Against the background of the dire financial situation in which the Sithengi Film and TV Market has been placed (see screenafrica.com newsletter 35/2007), a positive note was struck with the election of a new Sithengi board at a second special general meeting on Friday 16 November 2007.
The election of new board members followed the resignation of the old board which comprised the main funders of Sithengi, namely the National Film & Video Foundation (NFVF), SABC, Department of Arts & Culture (DAC) and the Department of Communication (DoC) as one industry representative.
The following 15 industry members were elected as new Sithengi board members:
Dorothy Brislin, Harriet Gavshon, Nicola Rauch, Richard Nosworthy, Firdoze Bulbulia, Faith Isiakpere, Judi Nwokedi, Mariam Sha, David Forbes, Bobby Amm, Dezi Rorich, Lebone Maema, Carolyn Carew, Cathrine Meyburgh and Zeletu Nondumo.

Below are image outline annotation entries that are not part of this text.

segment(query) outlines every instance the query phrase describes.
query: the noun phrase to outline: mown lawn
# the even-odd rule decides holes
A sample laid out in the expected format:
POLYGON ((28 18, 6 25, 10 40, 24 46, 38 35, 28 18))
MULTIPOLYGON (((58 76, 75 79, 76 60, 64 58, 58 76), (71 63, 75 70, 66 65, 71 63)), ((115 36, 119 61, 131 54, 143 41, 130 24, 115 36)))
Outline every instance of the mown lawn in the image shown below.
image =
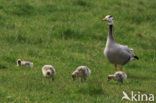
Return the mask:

According to the articles of association of the Film and TV Market Initiative section 24 company t/a Sithengi, the board should be comprised of a minimum of 7 and a maximum of 15 members. It was decided at the general meeting to limit the number of board members to 15 to allow for co-opting further board members at a later stage if necessary.
Eddie Mbalo, the former chairman of Sithengi and CEO of the NFVF presented a legal opinion by attorney Mark Rosin on the standing of Sithengi. Rosin’s letter addressed to Mbalo opens with the words “I refer to the newsletter 35/2007 published by Screenafrica.com as well as a letter from Sithengi’s auditors, Nexia Cape Town of 17 September 2007.’ He then goes on to say that he has “not had an opportunity to examine the accounts of Sithengi, the various agreements with debtors or conducted a due diligence in respect of (the) status or as to the prospects of success in being able to recover amounts which are owed. I therefore send this to you with those caveats and simply as a starting point from which we may explore the matter further.’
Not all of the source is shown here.